Maybe it’s the angst monster in me, but I think the best episodes of the show were those where Shaun took us on a deeply emotional journey, where we’d feel every sucker punch and relished in the resolution of having a safety net to fall into and the helping hands to guide him through. And while Shaun definitely has matured and doesn’t need that safety net as much anymore as he may have in recent years, I feel like they could have done more with this.

Personally, I think this is still a detrimental effect of the show being overcrowded with characters, which hampers the writers’ ability to offer us enough contact surface that will let us connect and get immersed and emotionally invested. The scene in the ER where Shaun was nearing a shutdown could have been great if they’d had more than two minutes to devote to it. As it was, it felt rushed and just like one little thing among at least ten others that they had to hurry along.

Perhaps it’s a selfish notion, but I miss the times when the show had two or maybe three main character stories each episode that they’d explore in more depth, rather than six at the same time that we get whiplash switching back and forth between.

I have mixed feelings about the last four episodes that we’ll still get to see before the show is no more.
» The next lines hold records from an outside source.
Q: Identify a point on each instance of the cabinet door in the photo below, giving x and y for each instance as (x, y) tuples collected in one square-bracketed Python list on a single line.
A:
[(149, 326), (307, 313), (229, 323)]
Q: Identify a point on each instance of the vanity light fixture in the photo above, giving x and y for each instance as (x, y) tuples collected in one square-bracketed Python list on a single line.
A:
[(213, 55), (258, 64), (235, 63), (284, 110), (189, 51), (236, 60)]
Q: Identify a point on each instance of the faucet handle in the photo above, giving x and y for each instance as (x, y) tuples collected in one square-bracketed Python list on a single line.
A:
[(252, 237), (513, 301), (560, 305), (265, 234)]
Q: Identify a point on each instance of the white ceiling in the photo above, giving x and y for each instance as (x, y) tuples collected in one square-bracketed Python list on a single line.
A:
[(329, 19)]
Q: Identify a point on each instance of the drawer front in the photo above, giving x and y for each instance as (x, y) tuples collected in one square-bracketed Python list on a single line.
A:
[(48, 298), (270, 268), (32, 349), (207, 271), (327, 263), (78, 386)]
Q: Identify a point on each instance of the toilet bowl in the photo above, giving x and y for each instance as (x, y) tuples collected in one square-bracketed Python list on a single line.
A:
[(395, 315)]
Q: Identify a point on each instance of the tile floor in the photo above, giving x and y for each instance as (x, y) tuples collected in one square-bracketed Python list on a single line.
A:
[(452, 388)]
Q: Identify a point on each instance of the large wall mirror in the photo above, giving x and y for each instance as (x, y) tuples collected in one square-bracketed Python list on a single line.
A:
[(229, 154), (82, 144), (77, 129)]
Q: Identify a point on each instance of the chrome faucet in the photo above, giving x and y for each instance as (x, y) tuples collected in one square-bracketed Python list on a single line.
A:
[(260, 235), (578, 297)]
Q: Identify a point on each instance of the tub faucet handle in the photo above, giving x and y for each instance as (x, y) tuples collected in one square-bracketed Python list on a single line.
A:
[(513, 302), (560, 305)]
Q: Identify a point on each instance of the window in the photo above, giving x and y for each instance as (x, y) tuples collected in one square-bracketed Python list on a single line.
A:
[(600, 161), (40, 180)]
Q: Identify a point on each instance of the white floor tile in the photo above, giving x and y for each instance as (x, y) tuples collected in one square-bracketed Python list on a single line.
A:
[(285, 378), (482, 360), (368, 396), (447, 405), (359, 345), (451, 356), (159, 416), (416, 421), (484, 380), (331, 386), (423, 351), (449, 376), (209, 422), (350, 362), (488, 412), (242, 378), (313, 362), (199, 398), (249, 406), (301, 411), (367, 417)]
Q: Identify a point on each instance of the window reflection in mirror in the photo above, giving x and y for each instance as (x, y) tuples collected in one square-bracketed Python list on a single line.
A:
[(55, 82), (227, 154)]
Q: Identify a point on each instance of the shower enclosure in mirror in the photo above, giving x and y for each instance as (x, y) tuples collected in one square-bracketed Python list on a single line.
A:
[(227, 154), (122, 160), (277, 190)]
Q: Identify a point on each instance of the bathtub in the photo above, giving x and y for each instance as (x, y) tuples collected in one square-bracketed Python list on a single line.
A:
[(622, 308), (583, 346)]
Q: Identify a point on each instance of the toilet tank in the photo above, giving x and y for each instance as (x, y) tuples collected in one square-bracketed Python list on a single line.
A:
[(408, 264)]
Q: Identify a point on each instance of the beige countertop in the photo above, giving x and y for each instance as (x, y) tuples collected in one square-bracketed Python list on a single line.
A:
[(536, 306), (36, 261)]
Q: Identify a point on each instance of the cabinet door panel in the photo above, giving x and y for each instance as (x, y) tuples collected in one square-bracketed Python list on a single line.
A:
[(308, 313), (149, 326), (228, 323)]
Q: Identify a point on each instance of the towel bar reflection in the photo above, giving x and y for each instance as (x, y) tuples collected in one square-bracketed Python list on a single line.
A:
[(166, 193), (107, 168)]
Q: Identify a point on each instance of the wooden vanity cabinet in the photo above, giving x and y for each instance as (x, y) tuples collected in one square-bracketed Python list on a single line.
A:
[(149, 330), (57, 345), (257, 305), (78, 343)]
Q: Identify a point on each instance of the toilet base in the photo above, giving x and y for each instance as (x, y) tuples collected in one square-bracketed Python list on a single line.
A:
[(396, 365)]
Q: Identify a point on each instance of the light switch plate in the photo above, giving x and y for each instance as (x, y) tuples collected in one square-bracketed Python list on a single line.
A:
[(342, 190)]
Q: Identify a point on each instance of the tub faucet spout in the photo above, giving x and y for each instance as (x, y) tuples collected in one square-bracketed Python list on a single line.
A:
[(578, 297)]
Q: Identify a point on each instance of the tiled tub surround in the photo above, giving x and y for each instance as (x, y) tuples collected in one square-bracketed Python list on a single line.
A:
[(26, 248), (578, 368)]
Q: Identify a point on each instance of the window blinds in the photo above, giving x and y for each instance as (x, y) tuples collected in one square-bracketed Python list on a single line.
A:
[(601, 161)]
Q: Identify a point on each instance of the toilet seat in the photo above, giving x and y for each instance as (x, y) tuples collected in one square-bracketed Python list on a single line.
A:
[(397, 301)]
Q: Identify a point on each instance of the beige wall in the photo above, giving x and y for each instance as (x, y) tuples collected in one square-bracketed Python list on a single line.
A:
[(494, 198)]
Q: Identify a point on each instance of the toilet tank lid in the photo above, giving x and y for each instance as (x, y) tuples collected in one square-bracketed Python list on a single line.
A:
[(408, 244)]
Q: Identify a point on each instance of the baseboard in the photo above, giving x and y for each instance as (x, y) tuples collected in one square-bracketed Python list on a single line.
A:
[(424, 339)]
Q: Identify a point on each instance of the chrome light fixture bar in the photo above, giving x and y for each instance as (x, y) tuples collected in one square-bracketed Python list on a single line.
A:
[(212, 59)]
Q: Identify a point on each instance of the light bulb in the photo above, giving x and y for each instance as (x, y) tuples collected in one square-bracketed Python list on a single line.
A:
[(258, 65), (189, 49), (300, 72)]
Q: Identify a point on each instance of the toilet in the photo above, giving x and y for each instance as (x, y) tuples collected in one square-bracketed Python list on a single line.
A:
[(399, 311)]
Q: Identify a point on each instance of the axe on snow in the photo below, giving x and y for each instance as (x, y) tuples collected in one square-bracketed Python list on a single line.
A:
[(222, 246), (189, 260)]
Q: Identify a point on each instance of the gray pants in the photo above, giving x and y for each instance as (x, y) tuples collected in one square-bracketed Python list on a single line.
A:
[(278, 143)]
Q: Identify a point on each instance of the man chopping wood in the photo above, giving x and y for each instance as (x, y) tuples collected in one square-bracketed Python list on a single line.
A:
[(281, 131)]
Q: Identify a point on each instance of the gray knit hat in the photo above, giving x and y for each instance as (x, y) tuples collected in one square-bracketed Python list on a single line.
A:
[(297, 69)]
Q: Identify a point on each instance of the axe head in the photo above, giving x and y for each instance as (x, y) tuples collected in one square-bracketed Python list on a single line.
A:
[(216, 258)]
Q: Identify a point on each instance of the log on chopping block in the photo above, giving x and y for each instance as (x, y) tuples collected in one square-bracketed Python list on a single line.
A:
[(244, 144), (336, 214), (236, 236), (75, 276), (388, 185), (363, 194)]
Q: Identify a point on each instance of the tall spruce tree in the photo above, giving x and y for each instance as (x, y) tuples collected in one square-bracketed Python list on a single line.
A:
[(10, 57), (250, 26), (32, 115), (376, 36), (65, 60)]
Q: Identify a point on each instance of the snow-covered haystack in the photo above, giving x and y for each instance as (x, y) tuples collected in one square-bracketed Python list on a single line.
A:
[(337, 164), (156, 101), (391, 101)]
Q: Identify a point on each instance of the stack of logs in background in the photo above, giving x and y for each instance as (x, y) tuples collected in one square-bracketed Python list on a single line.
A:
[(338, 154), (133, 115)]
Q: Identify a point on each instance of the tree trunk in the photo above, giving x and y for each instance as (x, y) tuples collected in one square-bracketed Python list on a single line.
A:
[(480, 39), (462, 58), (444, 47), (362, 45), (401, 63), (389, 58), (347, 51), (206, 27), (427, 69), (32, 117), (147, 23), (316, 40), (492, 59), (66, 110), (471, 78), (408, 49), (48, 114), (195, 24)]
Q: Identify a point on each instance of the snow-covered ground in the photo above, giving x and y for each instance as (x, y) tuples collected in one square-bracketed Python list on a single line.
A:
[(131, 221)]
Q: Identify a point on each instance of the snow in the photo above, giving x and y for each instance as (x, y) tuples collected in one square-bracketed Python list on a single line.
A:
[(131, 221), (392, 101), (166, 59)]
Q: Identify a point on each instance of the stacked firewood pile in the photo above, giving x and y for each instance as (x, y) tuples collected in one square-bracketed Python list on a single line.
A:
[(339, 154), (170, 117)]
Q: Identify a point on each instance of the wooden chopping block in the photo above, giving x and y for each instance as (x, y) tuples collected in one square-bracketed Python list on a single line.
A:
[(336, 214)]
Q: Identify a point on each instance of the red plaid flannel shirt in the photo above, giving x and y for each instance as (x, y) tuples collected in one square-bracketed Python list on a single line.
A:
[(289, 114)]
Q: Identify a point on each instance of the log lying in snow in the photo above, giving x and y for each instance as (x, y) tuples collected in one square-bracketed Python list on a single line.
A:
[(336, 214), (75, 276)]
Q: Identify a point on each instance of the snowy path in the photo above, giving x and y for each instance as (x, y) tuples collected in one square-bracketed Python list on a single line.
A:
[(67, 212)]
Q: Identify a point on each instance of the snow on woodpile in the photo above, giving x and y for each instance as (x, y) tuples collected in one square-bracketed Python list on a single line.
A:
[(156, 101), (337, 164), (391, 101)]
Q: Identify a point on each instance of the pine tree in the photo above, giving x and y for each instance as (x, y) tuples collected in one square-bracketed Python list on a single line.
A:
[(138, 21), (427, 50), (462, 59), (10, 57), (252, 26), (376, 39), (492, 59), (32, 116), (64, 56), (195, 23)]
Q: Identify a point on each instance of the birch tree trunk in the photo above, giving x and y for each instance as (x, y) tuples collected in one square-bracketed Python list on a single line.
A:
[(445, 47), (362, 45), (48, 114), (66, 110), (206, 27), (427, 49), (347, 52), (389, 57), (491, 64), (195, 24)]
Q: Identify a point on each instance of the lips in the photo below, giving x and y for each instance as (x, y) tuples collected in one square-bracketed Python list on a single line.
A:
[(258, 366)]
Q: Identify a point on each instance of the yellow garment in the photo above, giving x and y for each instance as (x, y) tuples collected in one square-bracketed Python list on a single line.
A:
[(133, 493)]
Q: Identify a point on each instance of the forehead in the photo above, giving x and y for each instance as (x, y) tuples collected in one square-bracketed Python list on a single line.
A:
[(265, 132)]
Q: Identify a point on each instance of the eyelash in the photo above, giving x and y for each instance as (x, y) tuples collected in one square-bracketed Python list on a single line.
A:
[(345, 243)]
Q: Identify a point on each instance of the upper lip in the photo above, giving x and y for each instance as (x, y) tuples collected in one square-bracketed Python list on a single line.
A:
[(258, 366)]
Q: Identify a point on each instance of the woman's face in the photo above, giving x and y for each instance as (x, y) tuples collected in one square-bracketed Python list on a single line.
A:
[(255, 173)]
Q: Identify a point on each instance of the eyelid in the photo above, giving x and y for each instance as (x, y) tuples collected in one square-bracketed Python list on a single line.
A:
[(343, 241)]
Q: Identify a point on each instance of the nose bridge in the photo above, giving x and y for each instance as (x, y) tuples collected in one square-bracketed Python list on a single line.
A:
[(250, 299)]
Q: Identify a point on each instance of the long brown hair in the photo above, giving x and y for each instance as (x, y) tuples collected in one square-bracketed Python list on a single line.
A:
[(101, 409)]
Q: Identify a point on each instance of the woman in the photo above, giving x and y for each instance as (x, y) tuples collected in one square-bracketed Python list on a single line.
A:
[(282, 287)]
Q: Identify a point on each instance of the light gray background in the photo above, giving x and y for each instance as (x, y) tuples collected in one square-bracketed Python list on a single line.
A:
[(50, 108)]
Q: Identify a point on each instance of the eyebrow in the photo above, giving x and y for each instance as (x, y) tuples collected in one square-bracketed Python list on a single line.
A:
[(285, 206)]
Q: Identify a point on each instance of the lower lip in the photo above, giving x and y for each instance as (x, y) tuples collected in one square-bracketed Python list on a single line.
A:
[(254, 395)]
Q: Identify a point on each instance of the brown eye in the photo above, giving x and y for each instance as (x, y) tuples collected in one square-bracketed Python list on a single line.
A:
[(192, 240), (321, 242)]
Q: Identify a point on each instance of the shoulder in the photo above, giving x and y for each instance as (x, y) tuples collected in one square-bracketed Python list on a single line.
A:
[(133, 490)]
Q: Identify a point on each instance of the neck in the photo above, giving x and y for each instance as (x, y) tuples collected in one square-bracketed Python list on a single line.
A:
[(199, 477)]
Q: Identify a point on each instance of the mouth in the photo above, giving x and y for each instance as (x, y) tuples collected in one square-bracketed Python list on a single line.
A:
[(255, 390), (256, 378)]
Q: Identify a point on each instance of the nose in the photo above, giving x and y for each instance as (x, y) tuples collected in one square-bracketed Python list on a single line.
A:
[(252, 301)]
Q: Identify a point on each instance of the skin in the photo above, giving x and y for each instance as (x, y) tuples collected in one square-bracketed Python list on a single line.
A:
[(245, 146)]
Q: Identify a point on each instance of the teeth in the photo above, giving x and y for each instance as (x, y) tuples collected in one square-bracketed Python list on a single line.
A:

I really want to be open enough to embrace the ending of the show in a way that it doesn’t feel like a disappointment, that it’s something that I can wholeheartedly say felt like they were doing the ending justice. Where we currently stand, it’s hard for me to see how they will still pull that off. I really hope they do.

Best Shaun Muffin Face


  1. Christine

    This episode was a definite improvement, and hopefully the last four will give a satisfactory ending.

    Shaun really has grown by leaps and bounds, hasn’t he? All things considered, he handled everything very well. It’s easy to forget how messy he was in the early seasons. Let’s

    I’m glad we get some closure with Asher, but I’m annoyed that they killed him. Poor Jerome.

    • TeeJay

      Yes, indeed. Asher’s death felt so senseless. Yeah, I know that was supposed to be the point, but they already made that point with Melendez, and it just felt superfluous and unnecessary.

      I love how this season shows how much Shaun has grown, but it’s also apparent in a lot of social media comments that many people seem to have forgotten how much he struggled in the first few seasons. So many people are depicting Shaun as a saint and condemning Charlie for needing to learn, when Shaun was doing the exact same things as a resident. It’s a bit puzzling.